Race, class, privilege, and opportunity are a huge part of the world of The Wire, and every character is shown to suffer under a system that favors some and does not favor others. While The Sopranos, lacking heavily in minority cast members, somewhat rectifies that by showing how race impacts the family’s insular world. Both Soprano kids date out of their race (to the family’s chagrin), Tony has non-white “business associates”, and once struggles with his decision to get a black cop fired. Each of the minority characters in these plotlines are depicted as having thoughts, opinions, and inner lives just as valid as their white counterparts. Even more impressively, The Sopranos didn’t shy from showing its principal protagonist to be a total bigot and inviting the audience to judge him as such. The partial result of this is that both The Wire and The Sopranos feel richly populated, complex, and realistic. Though they are obviously works of fiction, we feel their settings are real places populated with real people. The Baltimore on The Wire feels like Baltimore. We trust that The Sopranos’ Jersey resembles a real New Jersey.
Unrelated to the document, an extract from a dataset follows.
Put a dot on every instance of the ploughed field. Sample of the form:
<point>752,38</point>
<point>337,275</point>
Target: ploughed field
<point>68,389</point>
Meanwhile in Breaking Bad’s New Mexico, we’re hard-pressed to find a single person without their fucking jacket on in the middle of the goddamn desert much less a richly drawn minority character. Because of this the show’s always going to feel too thin for me, too much like a trivial fantasy with no bearing on the real world.

This is a shame because with its premise Breaking Bad had the potential to realistically portray an oft-overlooked section of America. According to the most recent census data New Mexico is 47% Latino, the largest ethnic group in the state. A large, distinct part of that population are the Nuevomexicanos, the descendents of Spanish and Mexican colonists who settled in that area starting in the 16th century. Many of them consider themselves not Hispanic but Spanish-American and speak their own dialect, New Mexican Spanish, which has its origins in colonial-era Spanish. Additionally there is a huge, legitimate drug problem in New Mexico. The center of disease control reports that teens in the state use illegal drugs at higher rates than teens in many “recognized crime capitals” like Chicago, Baltimore, and Detroit. New Mexico is a real place deserving of a real story.

If Breaking Bad had been guided in any way to accurately depict its setting, and not just use it as backdrop, we could have been presented a richer, more captivating experience. As it stands what we have is another piece of white-driven fantasy.